Ryan Fox recalled that the headaches did bring some arguments and questions about whether they should even be relocating in the first place. But, as he explained, the attorneys are used to having differences of opinions. The nature of their employment law practice is that they will sometimes get loud and angry, but 20 minutes later, the disagreement has passed, the clash forgotten, and they are working together again.
Fox said the entire project tested their ability to get along, but ultimately, their friendship won. “It probably brought us closer together and better as a team than before,” he said.
The interior is a contrast of modern and traditional looks, which Fox said was really dictated by the building itself. The walkout basement with its banks of windows has a more contemporary feel, while the main level embraces a more conservative, lawyerly appearance.

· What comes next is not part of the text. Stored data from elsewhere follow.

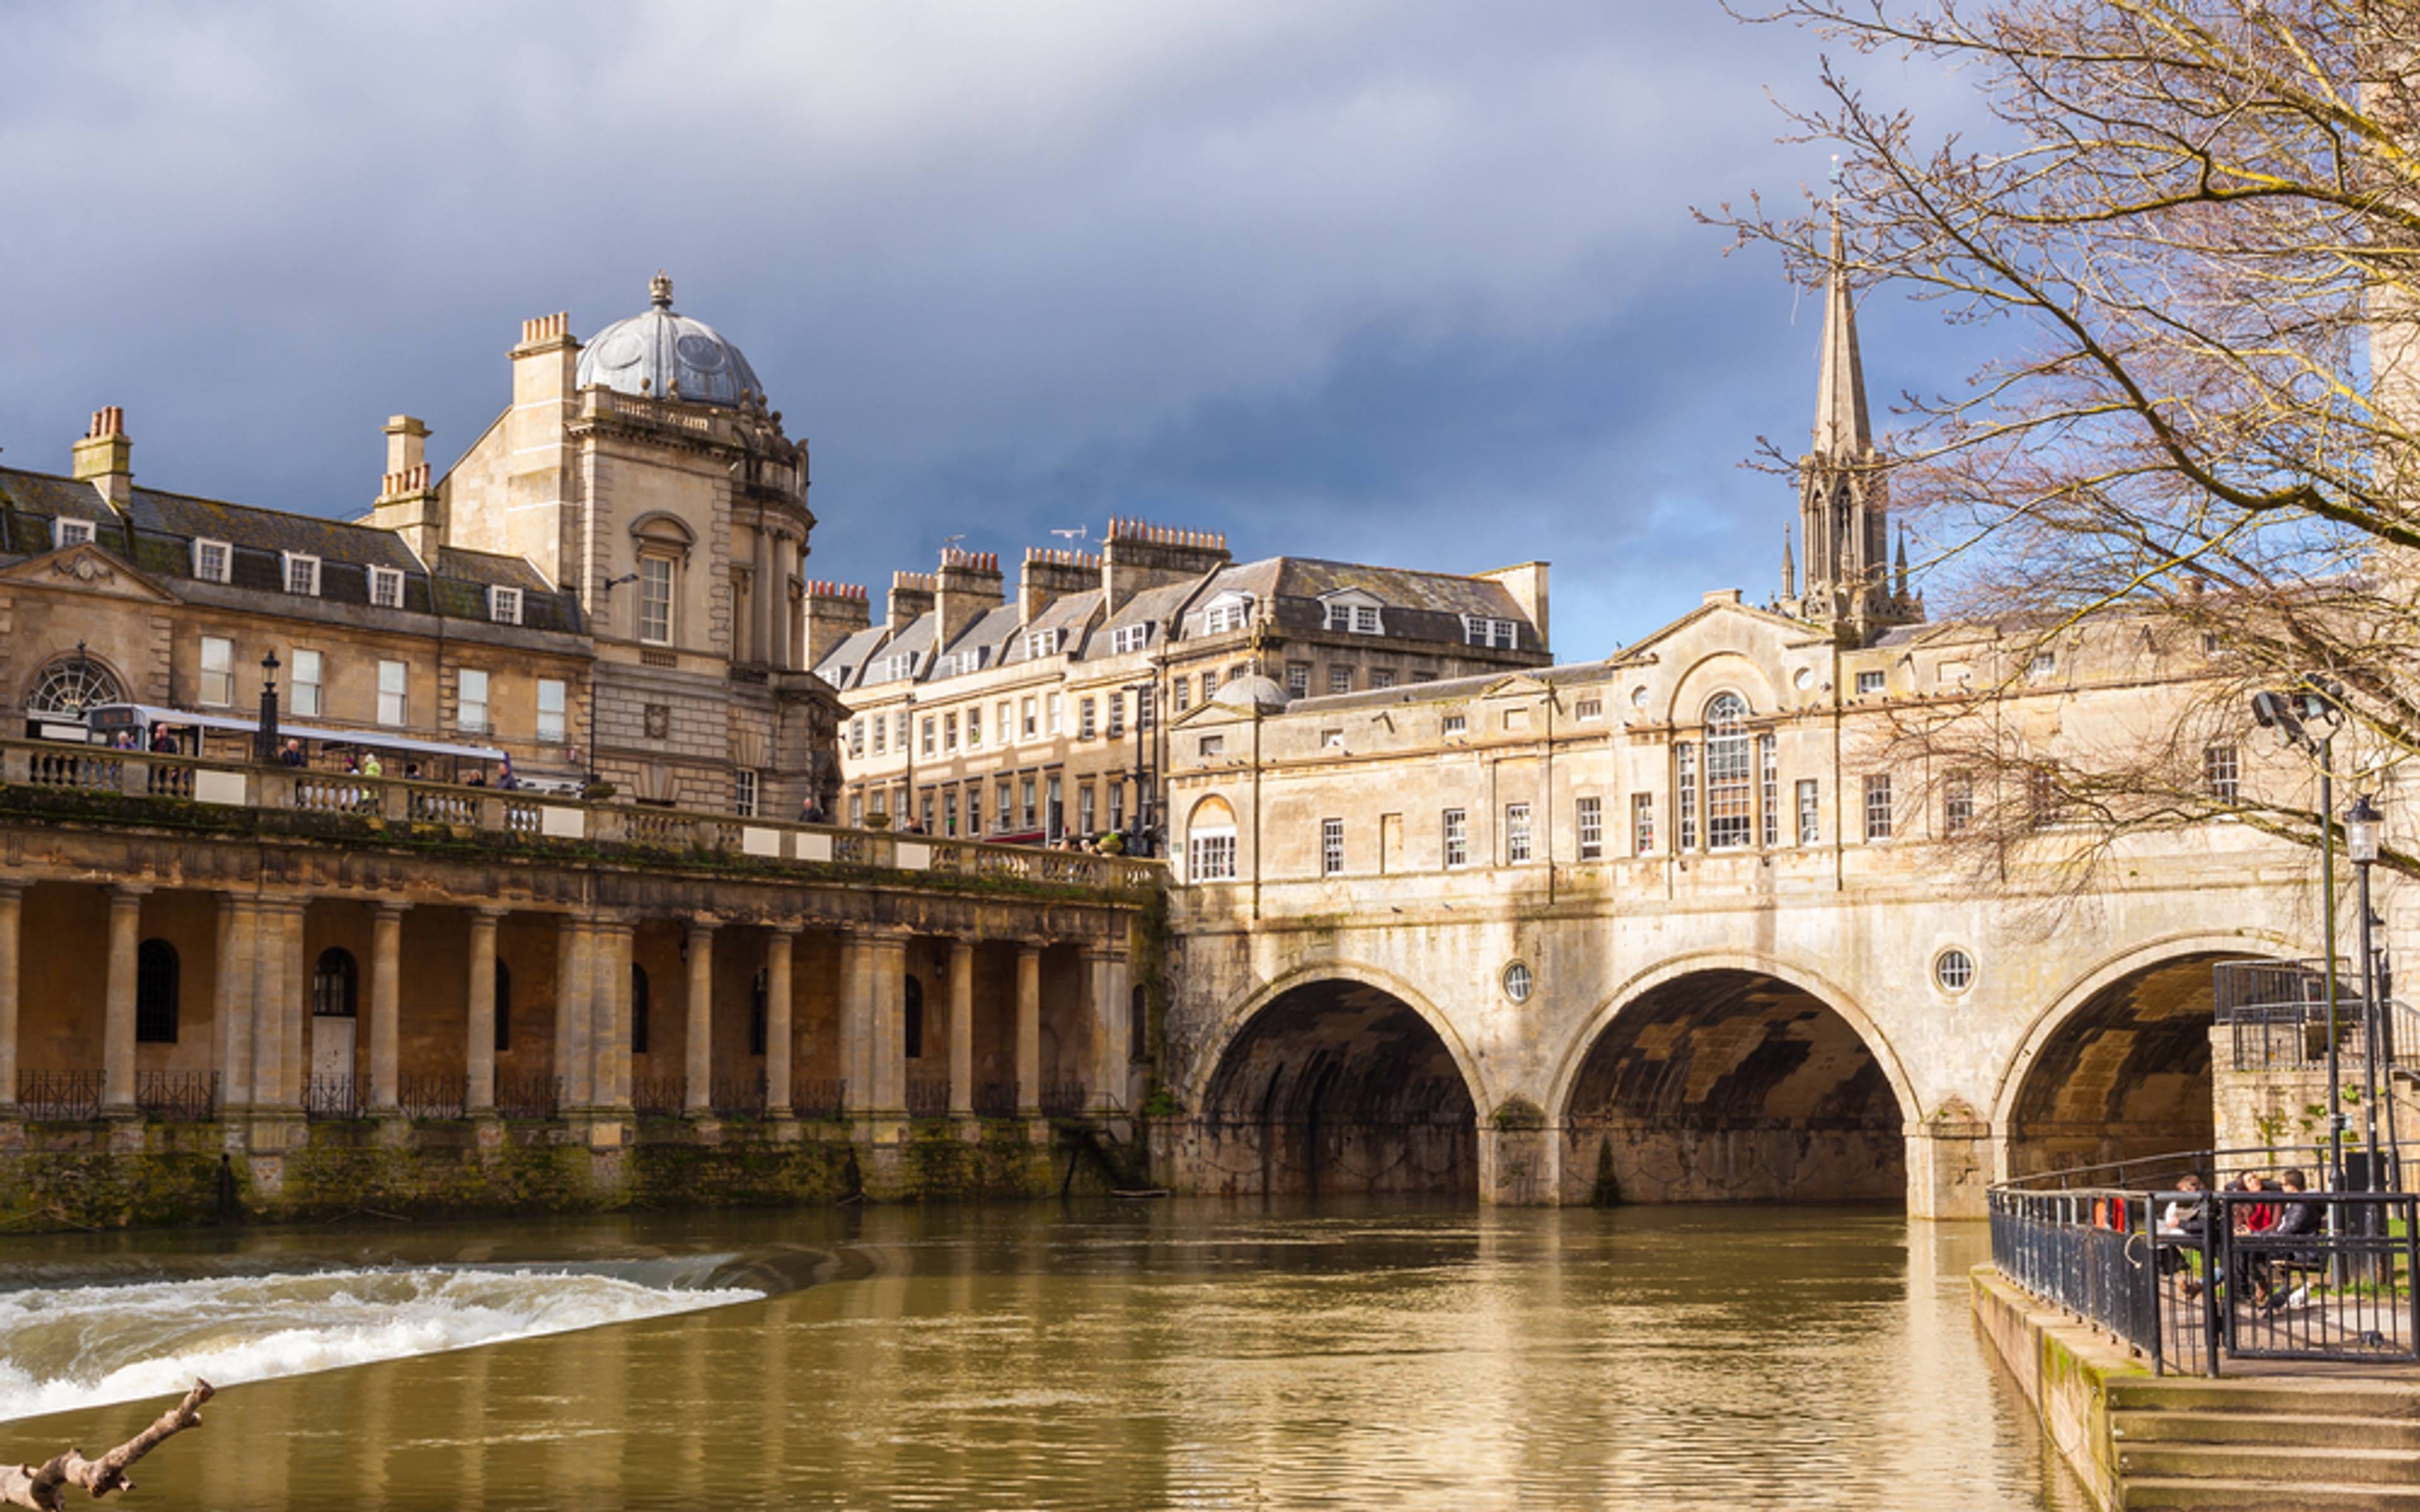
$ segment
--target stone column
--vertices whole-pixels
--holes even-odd
[[[874,951],[863,931],[840,938],[840,1069],[848,1078],[842,1099],[851,1114],[874,1107]]]
[[[17,1116],[17,941],[25,884],[0,881],[0,1120]]]
[[[594,1017],[589,997],[597,978],[589,951],[594,946],[587,920],[572,914],[555,919],[554,1079],[562,1088],[559,1102],[565,1112],[597,1101],[596,1068],[589,1048]]]
[[[148,887],[116,886],[109,895],[109,982],[102,999],[101,1114],[134,1116],[134,955],[143,937]]]
[[[310,978],[299,968],[302,903],[264,898],[253,911],[252,1105],[299,1113],[305,1069],[301,1065],[302,1015]]]
[[[283,1011],[278,1015],[278,1031],[284,1043],[278,1052],[278,1063],[286,1068],[286,1079],[280,1087],[284,1105],[301,1111],[304,1093],[311,1085],[311,1059],[304,1045],[303,1031],[311,1023],[311,966],[309,951],[303,944],[303,925],[311,917],[310,903],[301,898],[287,906],[283,919],[284,932],[278,935],[278,949],[285,953],[285,963],[278,977],[286,984]]]
[[[1127,1063],[1133,1059],[1126,958],[1114,949],[1098,950],[1093,952],[1092,965],[1093,1105],[1132,1112],[1125,1106]]]
[[[597,1107],[616,1112],[630,1106],[632,931],[625,918],[600,918],[590,925],[588,956],[595,982],[589,1003],[594,1014],[589,1038],[594,1055],[590,1095]]]
[[[765,517],[756,517],[756,591],[754,602],[748,607],[754,612],[749,639],[755,642],[756,657],[761,662],[773,659],[773,535],[765,528]]]
[[[1042,947],[1032,940],[1016,947],[1016,1111],[1042,1113]]]
[[[950,1117],[975,1113],[975,948],[950,942]]]
[[[462,1065],[470,1078],[463,1111],[474,1119],[496,1112],[496,922],[501,908],[471,910],[471,1012]]]
[[[901,1004],[908,990],[908,934],[904,930],[886,930],[867,941],[873,955],[871,1011],[866,1015],[868,1038],[874,1041],[874,1090],[872,1106],[876,1113],[904,1115],[908,1111],[908,1046],[902,1040],[906,1026],[901,1020]]]
[[[689,1001],[682,1016],[689,1021],[689,1060],[681,1111],[703,1119],[714,1111],[714,925],[707,919],[689,926]]]
[[[776,924],[765,937],[765,1116],[790,1116],[790,952],[796,924]]]
[[[218,978],[210,983],[210,1026],[218,1037],[219,1109],[252,1105],[253,991],[258,968],[260,910],[240,893],[219,894]]]
[[[400,1106],[396,1092],[403,1068],[403,915],[409,906],[379,903],[370,907],[368,1111],[388,1118]]]

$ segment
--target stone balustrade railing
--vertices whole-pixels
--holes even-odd
[[[776,864],[936,872],[1121,891],[1156,887],[1165,875],[1157,861],[1084,851],[894,835],[308,768],[230,765],[188,756],[35,740],[0,741],[0,786],[178,798],[230,808],[437,825]]]

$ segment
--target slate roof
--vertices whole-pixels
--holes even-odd
[[[917,674],[927,670],[925,659],[932,652],[933,639],[939,633],[941,617],[929,609],[917,615],[908,628],[892,637],[889,643],[878,653],[866,658],[864,667],[857,674],[856,686],[875,687],[884,683],[913,681]],[[913,656],[916,658],[915,668],[909,676],[907,678],[892,676],[891,669],[885,664],[893,656]]]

Neither Fox or Ryan Sink had a definite plan for decorating the inside. They just used their judgment and double checked their decisions with their wives. The result is kind of a reflection of their practice–different personalities that work well together.
For his office located on the basement level, Fox selected his favorite color, purple, and chose a darker shade. The workspace matches the modern vibe of his surroundings. Upstairs, Sink chose a classic color of beige for his office.
The single décor misstep, the attorneys said, came when they opted for pea green in the kitchen. The color looked better on paper.
Although the renovation is complete, the building dating back to 1928 will get a little ailments.
“We kind of enjoy coming on the weekends to do yardwork,” Fox said, “and just making the place look nice since it’s the place we call home.”